Comparing tragedies and the pain experienced by people of the past is a fool’s errand, there’s no objective gauge to measure loss in the human experience. Yet, such comparisons are a common trap is history classrooms that most skilled teachers can avoid, explaining to their students why human pain in unquantifiable, there’s no math equation that can be used to compare slavery and the Holocaust. There isn’t even a responsible way to add any adjectives or other descriptive language in the references to each of them without making such a judgement.
Yet, when two maritime accidents crashed into our awareness recently, it’s easy to hear lots of judgement and thousands of opinions. Safety concerns about the composite materials of the Titan’s hull went unheeded, the captain of the Andriana refused aid from the Greek Coast guard seemingly capsizing this boat when trying to escape. It’s also impossible to miss the stark disparity of attention directed at each. Although the numbers cited above might change with the search terms, there’s no escaping the fact that the NY Times ran many more stories on a few lives lost at sea in a submersible and ran fewer stories on hundreds of lives lost at sea on an overcrowded boat of migrants. The Times ran a story on this disparity, inexcusably avoiding the first person in their analysis.
It’s heart-wrenching to think even for a moment about the aching loss settling into everyone who knew and loved those lost on both of these vessels. Yet, the people who work at the NY Times and many other “news” companies made choices when reporting them, and each of those decisions reflected value in one story rather than the other. It’s hard to ignore the profit motive dictating these choices. The business model doesn’t show profits when readers and viewers are informed, only when they are “engaged” with the content.
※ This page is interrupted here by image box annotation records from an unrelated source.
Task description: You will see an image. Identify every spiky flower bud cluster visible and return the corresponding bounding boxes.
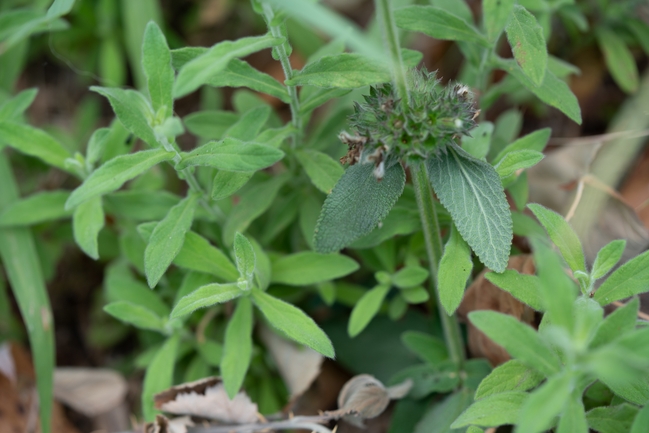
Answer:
[340,69,479,179]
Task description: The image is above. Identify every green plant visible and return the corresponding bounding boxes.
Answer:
[0,0,649,433]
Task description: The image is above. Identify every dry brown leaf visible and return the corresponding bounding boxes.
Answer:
[154,377,258,424]
[260,326,324,399]
[458,255,535,366]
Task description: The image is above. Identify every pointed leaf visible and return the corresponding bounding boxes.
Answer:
[252,289,335,358]
[314,160,406,253]
[427,145,513,272]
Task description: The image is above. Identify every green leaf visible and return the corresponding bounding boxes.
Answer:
[594,251,649,306]
[90,86,159,147]
[104,301,164,332]
[144,194,199,288]
[401,331,448,365]
[493,128,552,164]
[212,171,255,200]
[485,269,545,311]
[469,311,559,377]
[592,240,626,280]
[142,21,175,118]
[475,359,544,400]
[527,203,586,272]
[482,0,515,42]
[347,284,390,338]
[516,373,574,433]
[220,296,252,400]
[314,160,406,253]
[427,144,513,272]
[207,59,291,104]
[0,121,72,171]
[65,149,175,209]
[173,231,239,281]
[234,232,256,281]
[595,27,640,93]
[295,149,345,194]
[252,289,335,358]
[586,403,636,433]
[437,225,473,316]
[451,391,529,428]
[590,298,640,349]
[495,150,543,179]
[271,251,359,286]
[0,191,71,227]
[505,5,548,86]
[392,266,428,289]
[498,59,581,124]
[72,197,106,260]
[394,6,490,47]
[223,173,289,245]
[142,335,180,422]
[173,34,283,98]
[176,137,284,172]
[171,283,244,319]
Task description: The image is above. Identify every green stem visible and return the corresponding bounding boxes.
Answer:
[410,162,464,364]
[263,2,303,148]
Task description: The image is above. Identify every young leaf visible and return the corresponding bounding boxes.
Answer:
[495,150,543,179]
[207,59,291,104]
[271,251,359,286]
[475,359,544,400]
[469,311,559,377]
[234,232,256,281]
[72,197,106,260]
[314,160,406,253]
[104,301,164,331]
[527,204,586,272]
[347,284,390,338]
[516,373,574,433]
[176,137,284,172]
[505,5,548,86]
[451,391,529,429]
[90,86,159,147]
[142,335,180,421]
[595,27,639,93]
[142,21,174,118]
[0,121,72,171]
[593,251,649,306]
[220,296,252,400]
[437,225,473,316]
[591,239,626,280]
[394,6,490,47]
[0,191,71,227]
[65,149,175,209]
[482,0,515,43]
[173,34,283,98]
[144,194,198,288]
[252,289,335,358]
[427,145,513,272]
[295,149,345,194]
[485,269,545,311]
[170,283,244,319]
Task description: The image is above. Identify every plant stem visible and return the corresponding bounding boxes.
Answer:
[263,2,302,148]
[410,162,464,364]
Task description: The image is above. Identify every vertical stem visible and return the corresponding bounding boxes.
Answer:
[263,2,302,148]
[410,162,464,364]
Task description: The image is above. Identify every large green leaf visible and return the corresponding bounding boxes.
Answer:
[144,194,199,288]
[252,289,335,358]
[314,160,406,253]
[427,145,513,272]
[65,149,175,209]
[220,296,253,400]
[271,251,358,286]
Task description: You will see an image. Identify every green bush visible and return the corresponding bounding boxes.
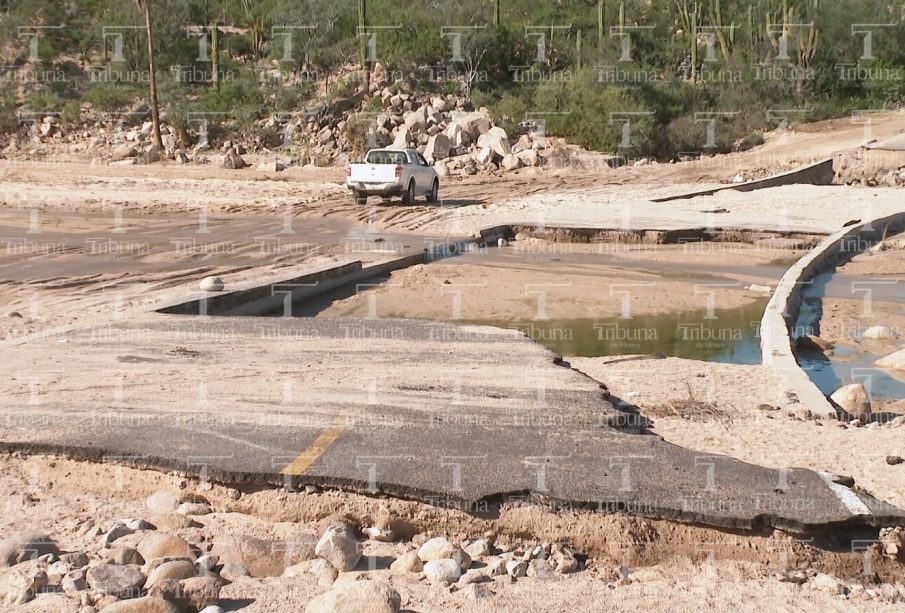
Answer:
[82,81,137,113]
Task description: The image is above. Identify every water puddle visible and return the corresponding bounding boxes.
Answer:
[795,273,905,400]
[469,299,767,364]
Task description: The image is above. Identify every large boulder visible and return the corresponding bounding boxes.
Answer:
[418,536,459,562]
[830,383,871,421]
[314,524,362,572]
[404,106,427,132]
[210,536,314,577]
[424,134,449,162]
[876,349,905,370]
[136,532,195,562]
[450,110,493,141]
[101,596,182,613]
[223,149,248,170]
[478,126,512,157]
[0,534,60,566]
[305,581,402,613]
[86,564,145,599]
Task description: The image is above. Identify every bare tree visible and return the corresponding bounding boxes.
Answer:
[135,0,163,150]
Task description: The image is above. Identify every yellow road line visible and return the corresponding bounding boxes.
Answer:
[280,426,343,477]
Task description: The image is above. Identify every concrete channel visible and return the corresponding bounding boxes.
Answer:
[761,213,905,416]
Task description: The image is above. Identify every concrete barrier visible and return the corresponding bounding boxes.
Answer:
[651,158,835,202]
[760,212,905,416]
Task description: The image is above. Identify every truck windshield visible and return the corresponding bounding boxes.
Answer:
[365,151,405,166]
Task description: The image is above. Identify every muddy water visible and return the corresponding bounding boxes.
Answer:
[795,273,905,400]
[472,299,767,364]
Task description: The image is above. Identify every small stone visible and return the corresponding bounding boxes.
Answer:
[100,596,181,613]
[176,576,220,611]
[60,551,88,568]
[777,570,808,585]
[361,526,395,543]
[314,524,362,571]
[104,522,135,547]
[107,547,145,566]
[462,583,493,600]
[176,502,209,515]
[465,539,490,560]
[220,562,251,582]
[506,560,528,579]
[145,560,195,588]
[195,554,220,573]
[390,549,424,573]
[450,547,471,570]
[484,558,506,577]
[60,568,88,592]
[830,383,871,423]
[808,573,842,594]
[145,491,179,513]
[424,558,462,585]
[305,580,402,613]
[459,568,491,585]
[0,534,60,567]
[198,277,225,292]
[138,532,195,561]
[418,536,458,562]
[86,564,145,598]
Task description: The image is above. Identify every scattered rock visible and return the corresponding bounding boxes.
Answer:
[104,522,135,547]
[210,536,315,581]
[305,581,402,613]
[424,558,462,585]
[100,596,182,613]
[830,383,871,422]
[107,547,145,566]
[137,532,195,562]
[418,536,458,562]
[145,560,195,588]
[880,526,905,561]
[60,568,88,592]
[145,490,179,513]
[0,534,60,566]
[390,549,424,573]
[465,539,490,560]
[176,500,212,515]
[257,160,286,172]
[223,148,248,170]
[199,277,225,292]
[86,564,145,598]
[314,524,362,571]
[462,583,493,600]
[808,573,842,594]
[795,334,835,353]
[361,526,395,543]
[506,560,528,579]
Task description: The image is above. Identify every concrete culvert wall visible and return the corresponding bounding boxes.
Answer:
[761,212,905,415]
I can’t imagine what it’s like to make these choices that in business model, but I’m familiar with similar choices made in the education model of teaching history. History teachers make them all the time. Although the State standards, district curricula and the fastidiousness of the local Board and building leadership prescribe the parameters of what’s included, and more recently in some states, what can’t be included in a high school US history course, teachers decide which stories make it into their lesson plans.
Just 30 years ago, textbooks, workbooks, a couple of videotapes and whatever books could be found in a local public library marked the limit of perspectives available to the teacher to share with students. The taught narrative canon reflected in these sources had just as broad a disparity of attention as last week’s news reports. Native Americans, women and the enslaved were virtually absent in the American Revolution, as were the Chinese and Irish ignored in the building of the Transcontinental Railroad. LGBTQ and disabled people simply didn’t exist. Even the most ardent educator would be hard pressed to find content to bring any of these people into their lessons before the information revolution.
But today, there is no limit to the resources available to history teachers, There’s no way to exaggerate how much the landscape has changed. I’ve been bookmarking since this began and have more than 10,000 primary and secondary sources within a click’s reach. Diaries, journals, letters, maps, data visualizations, articles, essays, art, images and film across the broad spectrum of human experience of the past. With the content barrier gone, history teachers are only limited by the instructional schedule and the resistance of those who still want these populations marginalized.
At the very least, each class of students should recognize people like themselves in the past. The economic, racial, religious, political, cultural and gender spectrum that people our lessons should be as broad as our students to be relevant and should be broader than our students in order to be instructional and prepare them for the adult world. If the history in our classrooms is going to bear any resemblance to history practiced in the discipline itself, it must draw upon as complete a spectrum of human experience as possible.
Unfortunately, that full spectrum of the human experience has to be crammed into a rotating block schedule of just 137 class periods of 54 minutes each. Tough choices have to be made. Choices made even more difficult tougher by field trips, concert rehearsals, early athletic dismissals, class assemblies and snow days.
Unlike politics, teaching history is the “art of the impossible”, teachers will never meet their lofty goals. Lesson sequences, unit plans and readings may show disparities that rival those the NY Times, but at least the motivations driving those decisions are better than the pure profit motive of the news-entertainers.